Index Design & Selection: Interview
Module: Query Optimization & Performance
Explain why column order matters in composite indexes. How do you determine the optimal order?
Column order in composite indexes is critical because indexes work like a phone book - sorted by first column, then second, then third.
**How Composite Indexes Work:**
Index on (last_name, first_name, age):
- Sorted by last_name first
- Within each last_name, sorted by first_name
- Within each first_name, sorted by age
Can efficiently find:
- WHERE last_name = 'Smith' (uses first column)
- WHERE last_name = 'Smith' AND first_name = 'John' (uses first + second)
- WHERE last_name = 'Smith' AND first_name = 'John' AND age = 30 (uses all three)
Cannot efficiently find:
- WHERE first_name = 'John' (doesn't start with last_name)
- WHERE age = 30 (doesn't start with last_name)
This is the "leftmost prefix" rule.
**Determining Optimal Order:**
1. **Equality before range:**
- Equality: WHERE status = 'active'
- Range: WHERE created_at > '2024-01-01'
- Put equality conditions first
2. **Most selective first:**
- Selectivity = COUNT(DISTINCT column) / COUNT(*)
- Higher selectivity = fewer rows
- Example: user_id (100K unique) before status (5 unique)

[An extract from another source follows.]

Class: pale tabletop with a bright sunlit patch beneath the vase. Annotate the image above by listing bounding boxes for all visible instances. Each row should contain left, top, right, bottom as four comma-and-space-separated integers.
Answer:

3. **Consider query patterns:**
- If queries always filter by user_id, put it first
- Even if less selective than other columns
**Example:**
Query: WHERE user_id = 123 AND status = 'pending' AND created_at > '2024-01-01'
Data:
- user_id: 100K unique (high selectivity)
- status: 5 unique (low selectivity)
- created_at: continuous (range)
Optimal order: (user_id, status, created_at)
- user_id first: Equality, most selective (narrows to 100 rows)
- status second: Equality (narrows to 20 rows)
- created_at last: Range (narrows to 5 rows)
Wrong order: (created_at, status, user_id)
- created_at first: Range, scans 5M rows
- Then filters by status and user_id